“You can crack everything,” says Sandro Gaycken, a security consultant for government institutions and businesses. “Above all, the hardware and software used by German parties is not as well-protected as the high-security CIA computers.” As the director of the Digital Society Institute (DSI) at the European School of Management and Technology (ESMT), he is considered to be one of the leading specialists for IT high security in Germany. He says that even the federal government is not in good enough shape to withstand cyberattacks. “It is quite easy and little effort is needed. A system of 1,000 bots (automatic robots) that can flood a social network system like Twitter would not even cost me 30 euros,” explains Linus Neumann from the Chaos Computer Club (CCC) in Berlin. Since the 1980s, the organization has been dealing with the weaknesses of computer systems.

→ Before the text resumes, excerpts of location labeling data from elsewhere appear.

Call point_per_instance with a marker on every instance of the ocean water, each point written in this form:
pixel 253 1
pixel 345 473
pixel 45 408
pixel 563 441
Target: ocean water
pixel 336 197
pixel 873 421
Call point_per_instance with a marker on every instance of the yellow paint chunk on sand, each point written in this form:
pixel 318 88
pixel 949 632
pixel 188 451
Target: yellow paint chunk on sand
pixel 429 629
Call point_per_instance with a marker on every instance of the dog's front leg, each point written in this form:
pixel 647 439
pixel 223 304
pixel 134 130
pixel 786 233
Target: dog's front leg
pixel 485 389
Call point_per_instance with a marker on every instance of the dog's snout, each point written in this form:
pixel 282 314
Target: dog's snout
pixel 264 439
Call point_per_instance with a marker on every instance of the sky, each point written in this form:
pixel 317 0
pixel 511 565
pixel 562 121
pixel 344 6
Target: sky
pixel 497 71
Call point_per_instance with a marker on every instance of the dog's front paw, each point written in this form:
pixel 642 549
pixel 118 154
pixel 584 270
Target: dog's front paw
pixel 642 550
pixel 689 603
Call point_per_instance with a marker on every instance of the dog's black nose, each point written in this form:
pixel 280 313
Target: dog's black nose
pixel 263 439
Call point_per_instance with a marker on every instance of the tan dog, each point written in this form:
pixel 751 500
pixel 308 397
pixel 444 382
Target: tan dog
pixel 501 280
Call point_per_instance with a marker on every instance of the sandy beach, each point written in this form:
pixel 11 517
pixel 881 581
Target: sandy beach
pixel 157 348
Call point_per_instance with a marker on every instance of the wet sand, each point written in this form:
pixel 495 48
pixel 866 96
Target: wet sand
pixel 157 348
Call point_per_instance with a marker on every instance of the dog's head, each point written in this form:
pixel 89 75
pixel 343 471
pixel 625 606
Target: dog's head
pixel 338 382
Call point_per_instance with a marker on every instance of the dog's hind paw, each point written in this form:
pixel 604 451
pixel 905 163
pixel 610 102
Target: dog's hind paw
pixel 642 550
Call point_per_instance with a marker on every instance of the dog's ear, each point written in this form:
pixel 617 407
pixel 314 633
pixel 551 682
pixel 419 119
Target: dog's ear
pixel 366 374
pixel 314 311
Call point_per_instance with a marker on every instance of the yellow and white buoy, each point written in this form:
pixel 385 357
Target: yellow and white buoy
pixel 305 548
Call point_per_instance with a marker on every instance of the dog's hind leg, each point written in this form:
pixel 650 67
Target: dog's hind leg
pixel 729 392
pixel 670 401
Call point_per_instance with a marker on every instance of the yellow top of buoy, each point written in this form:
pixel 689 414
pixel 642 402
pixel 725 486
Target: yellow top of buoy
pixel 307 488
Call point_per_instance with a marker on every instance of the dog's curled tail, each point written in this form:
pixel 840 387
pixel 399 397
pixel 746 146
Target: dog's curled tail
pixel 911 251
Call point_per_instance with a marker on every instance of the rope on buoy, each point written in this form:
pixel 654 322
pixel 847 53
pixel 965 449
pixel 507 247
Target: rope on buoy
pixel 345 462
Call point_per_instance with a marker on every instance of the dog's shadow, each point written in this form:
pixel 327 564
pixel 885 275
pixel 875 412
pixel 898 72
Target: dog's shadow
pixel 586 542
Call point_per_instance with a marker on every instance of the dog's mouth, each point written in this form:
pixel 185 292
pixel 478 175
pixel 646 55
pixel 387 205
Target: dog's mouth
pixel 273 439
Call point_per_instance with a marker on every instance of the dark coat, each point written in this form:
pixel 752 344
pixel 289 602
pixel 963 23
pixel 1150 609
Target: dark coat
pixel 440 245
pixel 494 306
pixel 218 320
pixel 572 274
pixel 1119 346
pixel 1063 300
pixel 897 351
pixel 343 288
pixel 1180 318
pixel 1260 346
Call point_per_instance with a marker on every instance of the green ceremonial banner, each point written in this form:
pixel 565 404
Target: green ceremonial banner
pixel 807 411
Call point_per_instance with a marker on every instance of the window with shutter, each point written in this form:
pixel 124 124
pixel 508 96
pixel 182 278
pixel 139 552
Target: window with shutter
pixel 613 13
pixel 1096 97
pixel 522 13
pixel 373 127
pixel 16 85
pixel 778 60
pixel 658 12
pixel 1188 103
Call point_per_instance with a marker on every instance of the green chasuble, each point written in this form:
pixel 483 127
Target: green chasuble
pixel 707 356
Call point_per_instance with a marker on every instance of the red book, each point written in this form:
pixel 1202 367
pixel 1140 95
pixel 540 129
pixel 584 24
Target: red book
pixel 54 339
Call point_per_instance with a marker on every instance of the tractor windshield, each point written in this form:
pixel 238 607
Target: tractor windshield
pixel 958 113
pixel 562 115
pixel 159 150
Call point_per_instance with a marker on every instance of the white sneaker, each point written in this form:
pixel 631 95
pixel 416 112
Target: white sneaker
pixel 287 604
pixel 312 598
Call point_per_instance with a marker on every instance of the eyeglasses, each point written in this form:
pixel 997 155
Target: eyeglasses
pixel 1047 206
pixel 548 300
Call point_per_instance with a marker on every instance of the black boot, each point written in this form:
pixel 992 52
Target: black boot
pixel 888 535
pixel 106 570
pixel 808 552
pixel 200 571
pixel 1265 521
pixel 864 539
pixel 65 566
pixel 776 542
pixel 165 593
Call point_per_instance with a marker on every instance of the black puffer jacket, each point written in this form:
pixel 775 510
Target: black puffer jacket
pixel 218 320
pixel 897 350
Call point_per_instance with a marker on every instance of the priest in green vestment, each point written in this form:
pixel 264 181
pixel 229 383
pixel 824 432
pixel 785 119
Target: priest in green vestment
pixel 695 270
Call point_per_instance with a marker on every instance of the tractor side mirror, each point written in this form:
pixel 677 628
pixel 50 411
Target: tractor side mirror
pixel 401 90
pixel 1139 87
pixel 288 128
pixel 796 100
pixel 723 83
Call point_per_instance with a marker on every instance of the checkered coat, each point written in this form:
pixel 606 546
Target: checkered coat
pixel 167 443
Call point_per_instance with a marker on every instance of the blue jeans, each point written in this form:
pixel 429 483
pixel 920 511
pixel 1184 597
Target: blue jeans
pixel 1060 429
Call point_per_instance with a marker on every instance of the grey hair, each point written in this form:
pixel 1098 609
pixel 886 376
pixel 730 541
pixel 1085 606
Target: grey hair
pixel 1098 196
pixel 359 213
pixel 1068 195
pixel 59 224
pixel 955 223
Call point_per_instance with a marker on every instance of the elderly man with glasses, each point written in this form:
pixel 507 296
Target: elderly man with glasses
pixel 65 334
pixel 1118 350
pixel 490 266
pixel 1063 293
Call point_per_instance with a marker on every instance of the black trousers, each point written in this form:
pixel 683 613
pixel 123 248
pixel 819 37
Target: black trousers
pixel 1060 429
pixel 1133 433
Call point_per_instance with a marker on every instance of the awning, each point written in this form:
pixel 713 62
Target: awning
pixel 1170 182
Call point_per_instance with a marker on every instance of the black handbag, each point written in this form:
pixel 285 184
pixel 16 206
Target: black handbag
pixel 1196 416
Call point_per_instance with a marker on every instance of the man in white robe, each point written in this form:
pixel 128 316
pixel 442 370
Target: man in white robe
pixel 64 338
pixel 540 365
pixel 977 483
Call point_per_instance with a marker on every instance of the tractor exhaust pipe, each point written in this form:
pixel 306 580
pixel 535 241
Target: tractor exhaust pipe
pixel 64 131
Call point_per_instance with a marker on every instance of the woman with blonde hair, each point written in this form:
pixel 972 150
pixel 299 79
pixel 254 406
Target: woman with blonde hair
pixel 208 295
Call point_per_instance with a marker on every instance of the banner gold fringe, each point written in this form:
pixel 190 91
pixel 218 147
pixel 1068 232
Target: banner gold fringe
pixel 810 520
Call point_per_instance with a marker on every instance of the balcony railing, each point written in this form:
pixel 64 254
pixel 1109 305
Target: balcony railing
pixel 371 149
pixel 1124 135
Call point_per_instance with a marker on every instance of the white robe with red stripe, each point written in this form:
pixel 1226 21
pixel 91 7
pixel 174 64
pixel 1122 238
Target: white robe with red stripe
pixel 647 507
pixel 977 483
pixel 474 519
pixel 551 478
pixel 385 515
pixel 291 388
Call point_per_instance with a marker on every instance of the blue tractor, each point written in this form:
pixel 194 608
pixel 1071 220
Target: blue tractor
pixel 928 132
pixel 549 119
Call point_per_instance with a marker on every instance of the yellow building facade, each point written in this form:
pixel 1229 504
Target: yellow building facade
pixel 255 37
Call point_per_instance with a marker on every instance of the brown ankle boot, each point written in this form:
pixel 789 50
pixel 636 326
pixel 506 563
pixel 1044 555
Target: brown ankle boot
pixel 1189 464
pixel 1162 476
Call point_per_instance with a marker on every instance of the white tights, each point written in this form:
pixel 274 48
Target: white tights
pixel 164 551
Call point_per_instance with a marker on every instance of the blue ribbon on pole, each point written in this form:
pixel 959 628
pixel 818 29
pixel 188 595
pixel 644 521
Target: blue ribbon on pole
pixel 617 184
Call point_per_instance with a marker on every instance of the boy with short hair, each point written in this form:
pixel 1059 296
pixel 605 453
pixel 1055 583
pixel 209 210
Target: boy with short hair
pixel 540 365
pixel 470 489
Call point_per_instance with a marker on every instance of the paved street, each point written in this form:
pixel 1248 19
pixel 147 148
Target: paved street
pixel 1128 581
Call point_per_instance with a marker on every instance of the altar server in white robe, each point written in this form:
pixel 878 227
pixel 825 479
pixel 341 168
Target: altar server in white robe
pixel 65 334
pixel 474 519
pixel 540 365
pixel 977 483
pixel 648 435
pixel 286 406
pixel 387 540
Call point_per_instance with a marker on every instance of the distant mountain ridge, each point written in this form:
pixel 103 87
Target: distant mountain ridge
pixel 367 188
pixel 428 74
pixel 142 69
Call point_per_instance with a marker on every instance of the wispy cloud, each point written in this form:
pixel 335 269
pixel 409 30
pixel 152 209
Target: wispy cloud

Passwords are the key needed to get past a computer’s firewall. This is where spear phishing is used. “Nearly all cyberattacks use a ploy to take advantage of human weakness,” Neumann explains. It all begins with a simple email with a great deal of correct information about its recipient, their work field and employer. Then, the recipient is asked to change their password because it has apparently not been done for a while; otherwise, Internet access would be denied.
A link to reset the password is also sent. When clicked, it shows a page that looks like a company page, including the company logo. This is followed by a request to enter the old password again. But the page is a fake. Do people fall for it or not?
Yes, they do. That is how cyber attackers gained access to former White House chief of staff and Hillary Clinton campaign chief John Podesta’s confidential emails. The information was later obtained by whistleblower website WikiLeaks. Among other things, the emails revealed Clinton’s conflicts of interest and became a significant source of controversy during her election campaign. Germany’s parliament, the Bundestag, was the target of a similar cyberattack in 2015.